Tapa-olho
Contei a velha piada na mesa do almoço, aos meus irmãos, reunidos:
“O pirata típico, perna de pau, gancho na mão e tapa olho conta suas desventuras a um grupo de marinheiros:
- A perna de pau foi conseqüência de uma luta ferrenha com um enorme tubarão. O gancho foi numa violenta batalha em que eu e minha tripulação estávamos em desvantagem numérica. Já o tapa-olho... Foi quando caiu um cocô de gaivota no meu olho.
- Jamais imaginei que cocô de gaivota poderia cegar alguém...
- Não pode. Era o meu primeiro dia com o gancho...”
Irmão também é cultura. O meu me contou porque os piratas usavam tapa-olho. Ao contrário do que conta a piada ou canta a musiquinha de nossa infância, eles não tinham olho de vidro. A maioria deles enxergava mesmo muito bem. O acessório piratesco era usado para manter sempre coberto e com a pupila dilatada um dos olhos, muito útil quando deixavam o sol intenso do convés para adentrarem os escuros porões dos navios, o que faziam com freqüência. Uma pequena mudança na paleta, liberava o pupilão permitindo-lhe acuidade visual rápida no breu. Ao voltar para a luz, o olho acostumava-se logo à claridade.
Acho que a gente devia ser um pouco assim também. Sob sol intenso, da bonança e da alegria, saber que a qualquer momento o quadro pode mudar e ter na manga um truquezinho para nos manter aptos a continuar funcionando se chegarem as tempestades, as crises, as decepções.
Eu não sou assim. Otimista por natureza, genética ou criação, acho sempre que tudo que está bom pode ainda melhorar. Acredito nas pessoas, nos momentos e em magia. Na minha cabeça, jamais precisarei adentrar porões. Mas, se precisar, eles serão iluminados por amplas janelas, clarabóias e lâmpadas fluorescentes, padrão shopping center.

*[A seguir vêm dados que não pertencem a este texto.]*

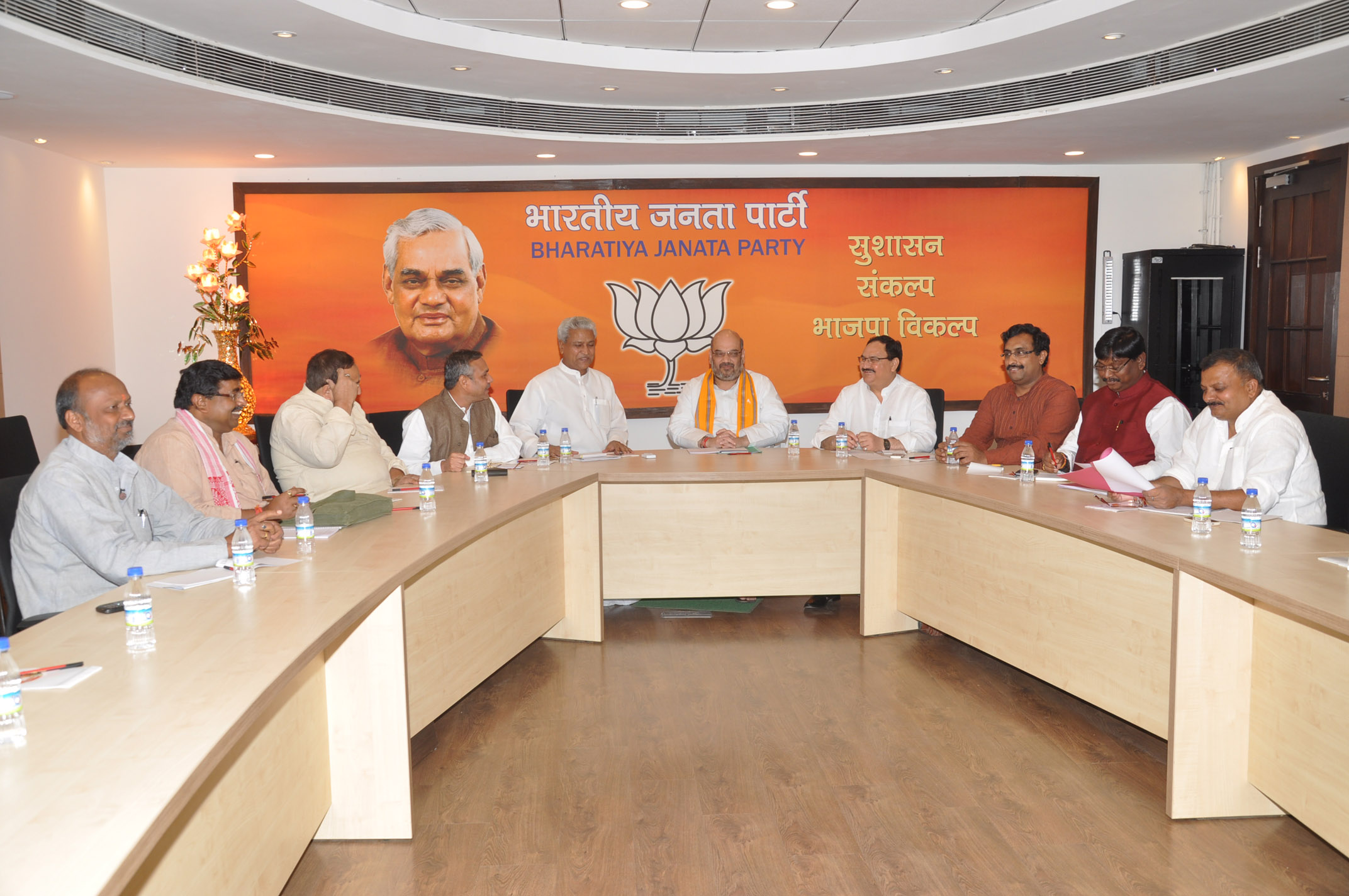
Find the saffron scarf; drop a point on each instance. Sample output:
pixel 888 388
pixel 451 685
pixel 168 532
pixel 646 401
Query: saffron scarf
pixel 221 490
pixel 746 404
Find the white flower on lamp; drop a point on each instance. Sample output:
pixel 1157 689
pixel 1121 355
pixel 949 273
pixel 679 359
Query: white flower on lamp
pixel 669 322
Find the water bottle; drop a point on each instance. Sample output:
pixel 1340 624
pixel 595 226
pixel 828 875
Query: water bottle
pixel 1202 521
pixel 949 449
pixel 13 728
pixel 541 454
pixel 481 463
pixel 1251 517
pixel 427 490
pixel 141 620
pixel 242 548
pixel 304 527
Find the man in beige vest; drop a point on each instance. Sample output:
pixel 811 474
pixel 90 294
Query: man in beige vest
pixel 445 428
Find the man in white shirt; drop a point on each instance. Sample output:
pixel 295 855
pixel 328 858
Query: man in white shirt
pixel 727 406
pixel 322 440
pixel 1244 439
pixel 574 396
pixel 883 411
pixel 445 430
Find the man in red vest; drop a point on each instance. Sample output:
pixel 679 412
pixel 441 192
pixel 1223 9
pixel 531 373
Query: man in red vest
pixel 1135 415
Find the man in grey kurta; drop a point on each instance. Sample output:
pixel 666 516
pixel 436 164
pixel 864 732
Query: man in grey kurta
pixel 89 513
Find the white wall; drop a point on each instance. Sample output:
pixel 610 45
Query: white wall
pixel 55 306
pixel 155 218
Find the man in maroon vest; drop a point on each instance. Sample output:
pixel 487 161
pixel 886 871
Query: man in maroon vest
pixel 444 431
pixel 1135 415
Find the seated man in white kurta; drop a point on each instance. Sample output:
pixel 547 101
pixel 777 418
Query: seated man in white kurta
pixel 883 411
pixel 574 396
pixel 1244 439
pixel 727 406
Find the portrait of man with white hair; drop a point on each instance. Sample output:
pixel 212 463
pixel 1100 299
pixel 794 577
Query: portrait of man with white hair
pixel 434 281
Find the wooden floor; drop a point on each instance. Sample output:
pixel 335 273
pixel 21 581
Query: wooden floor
pixel 733 756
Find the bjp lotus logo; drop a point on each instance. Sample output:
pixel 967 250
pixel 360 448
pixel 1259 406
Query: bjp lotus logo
pixel 669 322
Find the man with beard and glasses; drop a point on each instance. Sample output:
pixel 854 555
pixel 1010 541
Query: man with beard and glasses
pixel 89 513
pixel 1244 439
pixel 1135 416
pixel 1034 405
pixel 727 406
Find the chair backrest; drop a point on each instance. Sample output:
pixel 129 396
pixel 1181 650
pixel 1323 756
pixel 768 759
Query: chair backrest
pixel 18 454
pixel 938 398
pixel 10 489
pixel 1329 436
pixel 389 424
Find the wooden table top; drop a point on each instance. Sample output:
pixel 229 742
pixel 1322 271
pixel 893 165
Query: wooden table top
pixel 111 763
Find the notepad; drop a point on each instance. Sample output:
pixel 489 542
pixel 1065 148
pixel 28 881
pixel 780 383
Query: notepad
pixel 61 679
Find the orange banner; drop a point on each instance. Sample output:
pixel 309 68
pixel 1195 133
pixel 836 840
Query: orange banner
pixel 806 274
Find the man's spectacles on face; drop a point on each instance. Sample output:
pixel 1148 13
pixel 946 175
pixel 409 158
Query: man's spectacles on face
pixel 1112 369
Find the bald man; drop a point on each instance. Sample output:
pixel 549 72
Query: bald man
pixel 89 513
pixel 727 406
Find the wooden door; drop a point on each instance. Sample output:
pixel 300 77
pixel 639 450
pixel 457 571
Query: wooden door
pixel 1297 216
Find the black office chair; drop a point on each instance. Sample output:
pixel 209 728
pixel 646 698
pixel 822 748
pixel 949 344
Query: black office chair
pixel 938 398
pixel 11 620
pixel 262 425
pixel 389 424
pixel 18 454
pixel 1329 437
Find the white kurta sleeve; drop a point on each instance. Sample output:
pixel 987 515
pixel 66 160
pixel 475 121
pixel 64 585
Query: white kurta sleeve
pixel 680 431
pixel 416 449
pixel 1166 424
pixel 772 424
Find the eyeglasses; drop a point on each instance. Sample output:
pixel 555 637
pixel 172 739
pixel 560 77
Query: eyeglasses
pixel 1113 369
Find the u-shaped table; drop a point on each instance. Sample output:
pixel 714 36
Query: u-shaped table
pixel 270 717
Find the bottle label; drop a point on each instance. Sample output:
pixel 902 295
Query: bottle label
pixel 11 699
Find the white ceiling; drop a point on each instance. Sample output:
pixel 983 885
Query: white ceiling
pixel 718 25
pixel 104 109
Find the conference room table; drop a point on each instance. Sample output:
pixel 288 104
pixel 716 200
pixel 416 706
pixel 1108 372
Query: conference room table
pixel 278 714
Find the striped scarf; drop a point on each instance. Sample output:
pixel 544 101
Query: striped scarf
pixel 746 404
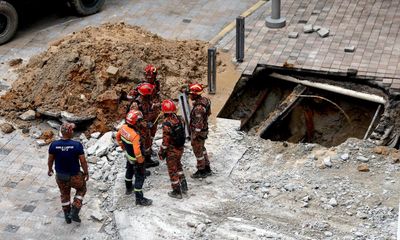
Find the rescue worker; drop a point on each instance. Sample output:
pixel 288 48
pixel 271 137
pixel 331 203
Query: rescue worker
pixel 69 157
pixel 151 112
pixel 201 110
pixel 172 147
pixel 129 140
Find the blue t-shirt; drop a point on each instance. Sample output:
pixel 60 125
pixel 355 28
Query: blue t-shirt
pixel 66 153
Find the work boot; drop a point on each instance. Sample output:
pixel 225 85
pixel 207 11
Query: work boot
pixel 184 186
pixel 199 174
pixel 128 191
pixel 208 171
pixel 143 201
pixel 67 217
pixel 175 194
pixel 75 214
pixel 148 162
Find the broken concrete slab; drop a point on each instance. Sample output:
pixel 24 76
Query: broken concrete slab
pixel 6 128
pixel 323 32
pixel 28 115
pixel 97 215
pixel 327 162
pixel 363 167
pixel 103 145
pixel 95 135
pixel 349 49
pixel 293 35
pixel 112 70
pixel 308 28
pixel 70 117
pixel 41 142
pixel 49 113
pixel 316 28
pixel 362 159
pixel 54 124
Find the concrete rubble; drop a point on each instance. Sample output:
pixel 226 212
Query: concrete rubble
pixel 230 203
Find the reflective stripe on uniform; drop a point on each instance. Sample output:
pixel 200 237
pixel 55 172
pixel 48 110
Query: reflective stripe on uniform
pixel 126 140
pixel 79 197
pixel 129 157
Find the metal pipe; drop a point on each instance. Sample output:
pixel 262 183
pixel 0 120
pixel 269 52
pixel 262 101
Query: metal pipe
pixel 212 70
pixel 373 121
pixel 276 9
pixel 239 39
pixel 331 88
pixel 275 20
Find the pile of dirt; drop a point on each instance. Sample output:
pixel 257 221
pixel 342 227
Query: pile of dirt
pixel 72 74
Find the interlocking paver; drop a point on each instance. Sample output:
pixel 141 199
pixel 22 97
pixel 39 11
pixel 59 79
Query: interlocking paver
pixel 371 27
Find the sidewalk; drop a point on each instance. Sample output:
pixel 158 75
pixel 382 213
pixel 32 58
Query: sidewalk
pixel 370 26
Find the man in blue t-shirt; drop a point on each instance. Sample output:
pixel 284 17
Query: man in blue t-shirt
pixel 69 157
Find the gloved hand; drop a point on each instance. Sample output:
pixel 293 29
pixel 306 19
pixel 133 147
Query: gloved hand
pixel 141 169
pixel 162 154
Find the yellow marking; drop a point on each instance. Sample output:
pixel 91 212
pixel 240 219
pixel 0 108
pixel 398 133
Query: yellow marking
pixel 232 25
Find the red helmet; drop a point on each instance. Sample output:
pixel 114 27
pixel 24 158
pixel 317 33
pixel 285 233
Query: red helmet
pixel 146 89
pixel 196 88
pixel 168 106
pixel 133 116
pixel 150 72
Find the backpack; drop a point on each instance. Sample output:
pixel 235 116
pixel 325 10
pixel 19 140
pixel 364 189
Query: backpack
pixel 178 134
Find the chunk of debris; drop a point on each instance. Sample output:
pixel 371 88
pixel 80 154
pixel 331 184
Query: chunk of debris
pixel 112 70
pixel 349 49
pixel 74 118
pixel 327 162
pixel 97 215
pixel 95 135
pixel 15 62
pixel 49 113
pixel 316 28
pixel 54 124
pixel 191 224
pixel 28 115
pixel 41 142
pixel 102 146
pixel 362 159
pixel 308 28
pixel 344 156
pixel 363 167
pixel 381 150
pixel 92 159
pixel 332 202
pixel 6 128
pixel 293 35
pixel 323 32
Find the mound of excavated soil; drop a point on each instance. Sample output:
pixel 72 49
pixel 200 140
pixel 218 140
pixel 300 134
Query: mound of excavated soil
pixel 72 74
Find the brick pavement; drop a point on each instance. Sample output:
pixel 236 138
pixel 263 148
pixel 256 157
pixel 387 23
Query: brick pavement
pixel 371 26
pixel 29 200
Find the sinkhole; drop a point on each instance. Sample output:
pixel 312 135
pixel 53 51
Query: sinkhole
pixel 310 109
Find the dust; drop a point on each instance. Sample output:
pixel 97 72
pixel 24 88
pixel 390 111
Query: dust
pixel 72 74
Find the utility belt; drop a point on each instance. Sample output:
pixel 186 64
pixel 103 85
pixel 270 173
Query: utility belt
pixel 66 176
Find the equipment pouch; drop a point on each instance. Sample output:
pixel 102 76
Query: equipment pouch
pixel 63 176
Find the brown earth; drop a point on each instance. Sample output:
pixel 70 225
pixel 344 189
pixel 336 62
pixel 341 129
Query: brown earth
pixel 71 75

E, às vezes, me pego no mais escuro breu, rolando escadas ou chocando-me contra paredes e pedras, enquanto ainda ofuscada pelas luzes piscantes marcadas na retina da alma após um momento de grande júbilo. A minha salvação é que eu sou mesmo muito otimista. Nessas horas, recomponho-me o mais depressa e com o máximo de dignidade possíveis. Sacudo a poeira, esfrego os olhos até conseguir entender minha real situação, tornar-me novamente funcional. E daí volto a procurar pelos dias de luz.